Joint embedding predictive architectures (JEPA) and world modeling

This is lesson 7 of Track 24, the opener of Phase 4 (Advanced multimodal directions). By the end you will be able to contrast generative pretraining (the dominant training paradigm in Phases 2 and 3) with JEPA’s embedding-space alternative, walk through the I-JEPA and V-JEPA recipes, and connect the framework to world modeling. The one capability to walk away with: given a training setup, identify whether the loss compares predicted-to-actual raw outputs or predicted-to-actual representations, and predict which kind of capability the model is biased toward.

The lesson maps to Hazel Nam and Lucas Maes’s CS25 V6 guest lecture (April 9, 2026); full attribution is in this lesson’s references.

This opens Phase 4 by surfacing the most articulated alternative to generative pretraining in modern multimodal AI. Phases 2 and 3 all leaned on generative pretraining (predict next token, predict next denoising step, predict next spacetime patch); this lesson asks what changes if the prediction is moved into embedding space.
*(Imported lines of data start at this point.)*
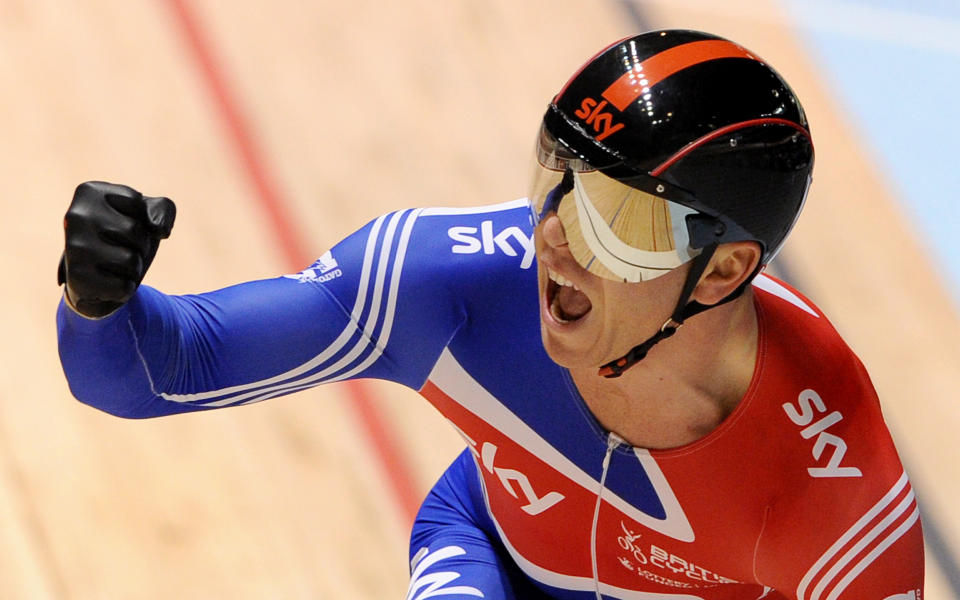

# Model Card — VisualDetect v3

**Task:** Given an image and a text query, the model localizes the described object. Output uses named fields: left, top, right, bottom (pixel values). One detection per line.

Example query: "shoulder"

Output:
left=748, top=272, right=910, bottom=513
left=725, top=274, right=921, bottom=593
left=413, top=198, right=536, bottom=266
left=751, top=273, right=913, bottom=534
left=394, top=199, right=538, bottom=288
left=294, top=199, right=536, bottom=286
left=751, top=271, right=896, bottom=452
left=751, top=272, right=864, bottom=380
left=750, top=272, right=825, bottom=324
left=311, top=200, right=539, bottom=329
The world-modeling extension sets up the rest of Phase 4: lesson 8 takes a specific multimodal-world-model application (drug discovery) into scientific territory; lesson 9 covers multimodal agents in production; lesson 10 closes the track with synthesis.

Prerequisite: Lesson 3, Native multimodal intelligence. You need the generative-pretraining paradigm established there (one transformer, mixed-modality tokens, next-token prediction across the stream) because this lesson is the principled contrast to it. The diffusion-side generative work from lessons 5 and 6 also helps but is not strictly required; the contrast point is generative-pretraining-as-a-family.

  • State the surface-reproduction-tax objection to generative pretraining
  • Walk the JEPA training loop (mask, encode context and target, predict in embedding space)
  • Distinguish I-JEPA from V-JEPA
  • Explain the JEPA-style world-modeling connection
  • Apply the operational scope test to JEPA + world-modeling claims
  • Read time: about 13 minutes
  • Practice time: about 15 minutes (a generative-or-JEPA classification, an operational scope-test exercise, and flashcards)
  • Difficulty: standard